The timeline currently used for athletes after anterior cruciate ligament (ACL) surgery goes something like this. Rehab and recovery after surgery takes a good four to six months for everyone. Sports specific training is designed to return athletes to their sport by the end of a year's time.
But can they participate at their preinjury level? Are most athletes really back on the field, court, or track by the end of 12 months? That's what this study was all about. It was conducted at the Musculoskeletal Research Centre at the La Trobe University in Australia.
The researchers took a look at data collected on over 500 competitive athletes who had surgery to reconstruct a torn anterior cruciate ligament (ACL). One surgeon did all of the surgeries. All patients included in the study had the procedure done arthroscopically with a single-incision. The tendon graft used was taken from the patient's hamstring muscle (tendon). The harvested tendon tissue was looped over to form a quadruple-strand graft.
The goal of surgery was to restore joint stability. In practical terms, this means getting the athlete back to activities that involve jumping, pivoting, and cutting. In this study, patients were Australian football, basketball, netball, or soccer players.
They also analyzed the results to see if there were any specific factors that could predict who would do well and how soon athletes did, indeed, return to their sports participation.
Some of the items reviewed included 1) whether the athlete was engaged in seasonal versus year-round sports, 2) how soon the surgery was done after the injury, and 3) whether sex (male versus female) made a difference. In other words, were men or women more likely to return-to-sports before the end of the first year?
Patients were contacted after the end of a full 12-months following surgery. They were asked if they had returned-to-sport (or attempted to return) and their current playing status. If they had not yet returned-to-sport, they were asked why not and if they intended to return (and how soon).
Specific tests of knee function were also performed and results compared from before surgery to after surgery. Two of the tests used included the Cincinnati Sports Activity Scale (SAS) and the International Knee Documentation Committee (IKDC) evaluation.
Two thirds of the 503 athletes had not attempted participating fully in competitive sports at the time of follow-up. About half of those 335 athletes had attempted training and/or modified competition. Most of these folks were male. The other half (some men but mostly women) had made no attempt at sports activity.
Some patients had given up because of the knee problems. An equal number gave up sports for other reasons. A large number (159 patients -- an equal number of men and women) still planned to return to competitive sports but 84 had no intention of doing so.
Taking a look at the test scores, it was clear that about half of the patients (48 per cent) had normal knees. The other half (actually 45 per cent) had nearly normal knees. The remaining seven per cent had abnormal (some severely abnormal) knee function.
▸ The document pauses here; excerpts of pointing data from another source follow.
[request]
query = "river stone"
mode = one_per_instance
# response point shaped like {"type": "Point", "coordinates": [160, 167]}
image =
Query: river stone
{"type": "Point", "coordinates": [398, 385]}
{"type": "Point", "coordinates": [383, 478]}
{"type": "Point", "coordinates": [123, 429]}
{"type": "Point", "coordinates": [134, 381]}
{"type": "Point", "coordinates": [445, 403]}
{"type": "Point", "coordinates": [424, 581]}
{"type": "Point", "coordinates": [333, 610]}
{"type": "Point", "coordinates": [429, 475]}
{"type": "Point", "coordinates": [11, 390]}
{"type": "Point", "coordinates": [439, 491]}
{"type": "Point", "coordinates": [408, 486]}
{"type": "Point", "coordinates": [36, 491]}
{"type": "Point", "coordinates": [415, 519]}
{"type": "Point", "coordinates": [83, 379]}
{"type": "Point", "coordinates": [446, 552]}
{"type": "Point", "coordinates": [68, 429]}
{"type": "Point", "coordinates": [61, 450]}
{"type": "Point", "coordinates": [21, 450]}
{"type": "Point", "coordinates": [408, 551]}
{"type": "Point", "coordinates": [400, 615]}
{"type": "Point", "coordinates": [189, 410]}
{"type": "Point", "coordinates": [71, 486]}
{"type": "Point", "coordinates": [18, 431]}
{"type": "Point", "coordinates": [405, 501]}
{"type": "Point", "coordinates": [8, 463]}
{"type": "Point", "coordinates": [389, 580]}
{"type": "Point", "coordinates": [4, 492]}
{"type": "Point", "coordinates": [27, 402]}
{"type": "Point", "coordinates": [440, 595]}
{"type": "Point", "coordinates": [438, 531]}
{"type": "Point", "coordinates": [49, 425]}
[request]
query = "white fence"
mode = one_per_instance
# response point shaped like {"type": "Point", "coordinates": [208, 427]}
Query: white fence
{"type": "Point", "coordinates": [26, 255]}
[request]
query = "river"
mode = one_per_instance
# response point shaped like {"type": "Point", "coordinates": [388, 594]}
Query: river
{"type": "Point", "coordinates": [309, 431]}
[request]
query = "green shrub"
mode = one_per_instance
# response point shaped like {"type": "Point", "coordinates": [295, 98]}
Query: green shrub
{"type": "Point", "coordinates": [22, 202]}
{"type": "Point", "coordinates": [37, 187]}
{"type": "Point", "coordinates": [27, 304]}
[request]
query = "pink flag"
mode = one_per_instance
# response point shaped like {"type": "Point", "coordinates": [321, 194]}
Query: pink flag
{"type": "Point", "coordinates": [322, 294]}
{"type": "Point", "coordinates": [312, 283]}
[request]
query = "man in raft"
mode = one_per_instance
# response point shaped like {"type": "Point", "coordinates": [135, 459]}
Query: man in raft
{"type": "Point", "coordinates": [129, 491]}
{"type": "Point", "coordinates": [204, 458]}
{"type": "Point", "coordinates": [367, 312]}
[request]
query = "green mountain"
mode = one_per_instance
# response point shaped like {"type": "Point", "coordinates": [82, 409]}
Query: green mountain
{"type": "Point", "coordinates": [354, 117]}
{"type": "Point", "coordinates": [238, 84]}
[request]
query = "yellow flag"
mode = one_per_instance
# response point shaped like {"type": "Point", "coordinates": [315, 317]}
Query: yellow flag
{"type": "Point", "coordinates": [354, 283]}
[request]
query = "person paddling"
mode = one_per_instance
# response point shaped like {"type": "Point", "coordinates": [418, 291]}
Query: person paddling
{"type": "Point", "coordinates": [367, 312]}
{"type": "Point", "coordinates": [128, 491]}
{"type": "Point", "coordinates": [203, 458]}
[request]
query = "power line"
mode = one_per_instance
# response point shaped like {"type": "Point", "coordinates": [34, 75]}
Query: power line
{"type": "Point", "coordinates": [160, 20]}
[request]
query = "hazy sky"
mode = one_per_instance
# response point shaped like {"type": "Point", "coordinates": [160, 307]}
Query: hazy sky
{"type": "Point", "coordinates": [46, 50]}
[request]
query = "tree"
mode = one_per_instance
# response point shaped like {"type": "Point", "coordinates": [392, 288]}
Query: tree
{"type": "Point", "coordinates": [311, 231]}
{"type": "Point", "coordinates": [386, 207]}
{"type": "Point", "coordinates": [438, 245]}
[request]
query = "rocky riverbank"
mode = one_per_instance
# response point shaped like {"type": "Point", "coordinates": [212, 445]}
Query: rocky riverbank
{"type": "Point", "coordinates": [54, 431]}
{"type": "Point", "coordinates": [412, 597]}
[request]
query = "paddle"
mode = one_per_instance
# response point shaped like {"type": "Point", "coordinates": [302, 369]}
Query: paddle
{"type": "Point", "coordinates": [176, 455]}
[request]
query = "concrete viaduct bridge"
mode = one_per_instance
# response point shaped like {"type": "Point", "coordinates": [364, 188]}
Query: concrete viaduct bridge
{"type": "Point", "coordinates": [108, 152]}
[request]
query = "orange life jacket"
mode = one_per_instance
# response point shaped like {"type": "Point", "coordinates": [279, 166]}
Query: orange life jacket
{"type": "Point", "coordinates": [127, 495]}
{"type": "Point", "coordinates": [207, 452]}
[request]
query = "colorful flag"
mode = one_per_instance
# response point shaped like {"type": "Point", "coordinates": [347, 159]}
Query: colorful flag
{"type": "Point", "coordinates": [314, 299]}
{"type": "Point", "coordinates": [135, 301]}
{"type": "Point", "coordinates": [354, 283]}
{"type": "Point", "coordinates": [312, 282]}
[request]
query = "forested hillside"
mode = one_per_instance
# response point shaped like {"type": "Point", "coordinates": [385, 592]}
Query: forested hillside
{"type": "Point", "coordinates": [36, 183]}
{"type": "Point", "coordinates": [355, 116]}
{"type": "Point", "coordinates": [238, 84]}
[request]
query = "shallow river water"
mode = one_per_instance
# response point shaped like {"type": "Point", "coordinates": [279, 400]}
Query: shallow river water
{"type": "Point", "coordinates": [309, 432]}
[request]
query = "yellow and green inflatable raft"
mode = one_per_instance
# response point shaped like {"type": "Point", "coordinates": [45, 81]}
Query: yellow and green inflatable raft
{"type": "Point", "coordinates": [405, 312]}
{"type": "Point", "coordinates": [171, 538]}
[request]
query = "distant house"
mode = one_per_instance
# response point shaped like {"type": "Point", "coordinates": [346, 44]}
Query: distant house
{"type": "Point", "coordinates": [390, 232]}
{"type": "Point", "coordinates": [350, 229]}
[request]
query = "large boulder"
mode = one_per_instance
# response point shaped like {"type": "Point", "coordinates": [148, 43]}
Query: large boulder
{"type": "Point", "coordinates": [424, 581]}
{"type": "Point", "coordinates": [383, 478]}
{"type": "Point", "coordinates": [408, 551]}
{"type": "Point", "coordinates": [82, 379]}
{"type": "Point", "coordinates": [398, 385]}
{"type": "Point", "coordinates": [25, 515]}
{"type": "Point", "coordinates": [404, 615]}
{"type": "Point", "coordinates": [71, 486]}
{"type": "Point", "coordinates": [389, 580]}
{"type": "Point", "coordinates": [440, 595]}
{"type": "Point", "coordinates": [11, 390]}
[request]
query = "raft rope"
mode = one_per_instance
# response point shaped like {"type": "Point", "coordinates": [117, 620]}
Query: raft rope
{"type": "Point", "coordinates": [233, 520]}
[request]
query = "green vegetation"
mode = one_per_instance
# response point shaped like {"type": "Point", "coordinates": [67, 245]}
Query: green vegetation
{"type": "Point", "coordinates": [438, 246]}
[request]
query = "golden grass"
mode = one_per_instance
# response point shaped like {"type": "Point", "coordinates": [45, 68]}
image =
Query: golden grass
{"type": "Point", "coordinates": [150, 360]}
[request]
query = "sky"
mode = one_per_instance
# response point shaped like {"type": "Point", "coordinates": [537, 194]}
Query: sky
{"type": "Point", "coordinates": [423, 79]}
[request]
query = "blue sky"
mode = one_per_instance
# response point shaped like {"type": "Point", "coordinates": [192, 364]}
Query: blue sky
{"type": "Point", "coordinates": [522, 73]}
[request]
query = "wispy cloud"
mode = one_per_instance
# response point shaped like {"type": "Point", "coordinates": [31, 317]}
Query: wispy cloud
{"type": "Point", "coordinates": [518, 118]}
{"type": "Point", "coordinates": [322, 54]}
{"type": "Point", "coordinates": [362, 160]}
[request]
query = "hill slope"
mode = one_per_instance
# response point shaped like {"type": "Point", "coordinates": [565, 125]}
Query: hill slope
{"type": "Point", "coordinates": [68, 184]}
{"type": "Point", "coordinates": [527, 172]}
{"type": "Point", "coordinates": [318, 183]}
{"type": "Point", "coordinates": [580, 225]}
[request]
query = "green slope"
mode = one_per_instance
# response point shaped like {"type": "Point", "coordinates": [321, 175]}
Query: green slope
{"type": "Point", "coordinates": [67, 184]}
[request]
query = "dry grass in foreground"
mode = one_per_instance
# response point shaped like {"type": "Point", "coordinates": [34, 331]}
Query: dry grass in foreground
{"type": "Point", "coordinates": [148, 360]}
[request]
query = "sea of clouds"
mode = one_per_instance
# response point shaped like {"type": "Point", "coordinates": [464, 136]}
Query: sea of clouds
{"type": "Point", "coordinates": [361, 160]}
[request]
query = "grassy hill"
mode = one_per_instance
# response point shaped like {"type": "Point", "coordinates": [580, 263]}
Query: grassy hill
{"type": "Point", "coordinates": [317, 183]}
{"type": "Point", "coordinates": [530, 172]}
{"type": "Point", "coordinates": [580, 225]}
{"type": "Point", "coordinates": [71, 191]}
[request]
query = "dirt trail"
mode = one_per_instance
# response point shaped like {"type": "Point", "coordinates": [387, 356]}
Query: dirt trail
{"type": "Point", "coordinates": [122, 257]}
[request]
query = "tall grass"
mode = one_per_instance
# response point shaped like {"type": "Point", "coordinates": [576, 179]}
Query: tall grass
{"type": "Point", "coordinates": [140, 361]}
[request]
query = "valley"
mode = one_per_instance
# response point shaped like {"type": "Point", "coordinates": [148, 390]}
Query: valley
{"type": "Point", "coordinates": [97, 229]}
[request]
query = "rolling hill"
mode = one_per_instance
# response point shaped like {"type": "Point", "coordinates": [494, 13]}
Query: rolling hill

Athletes engaged in seasonal sports were more likely to get back into the game. The break between seasons gave them more time to rehab and recover compared with athletes who played year-round with no breaks.
The results of this study showed the expectation of return-to-sports within 12 months of ACL surgery may not be realistic. For a competitive athlete who decides to have this procedure thinking he or she will get back to sports sooner, this information is very important.
The authors note that using the preinjury level of participation as the key measure may be somewhat restrictive but it is a more accurate reflection of real life for athletes. They go into surgery thinking and hoping that they will be able to return to their sport fully but end up with a reduced level of playing ability. Some return to play but in a different sport -- perhaps one that doesn't involve pivoting, sudden twists and turns, or jump-land maneuvers.
One other difference from this study to others was the timing of return-to-sport. The earliest patients in this study were allowed back on the field was nine months after surgery. In other studies, athletes return as early as six months. It may seem like they do better getting back earlier but the studies don't always use the preinjury level of participation as their measuring stick.
More study is needed to clear up some of these differences before we will know for sure. For now, it looks like many athletes may need more than the traditional six to 12-month break from sports after ACL reconstruction.
A longer period of rehab may be needed to truly get back to full sports play with no restrictions. Women may need more time than men despite their intentions to return to full function in 12 months. There may be other reasons athletes don't return to their sport such as fear of reinjury. Psychologic factors of this type were not investigated in this study but may need a closer look in the future.
Reference: Clare L. Ardern, PT, et al. Return to the Preinjury Level of Competitive Sports After Anterior Cruciate Ligament Reconstruction Surgery. In The American Journal of Sports Medicine. March 2011. Vol. 39. No. 3. Pp. 538-543.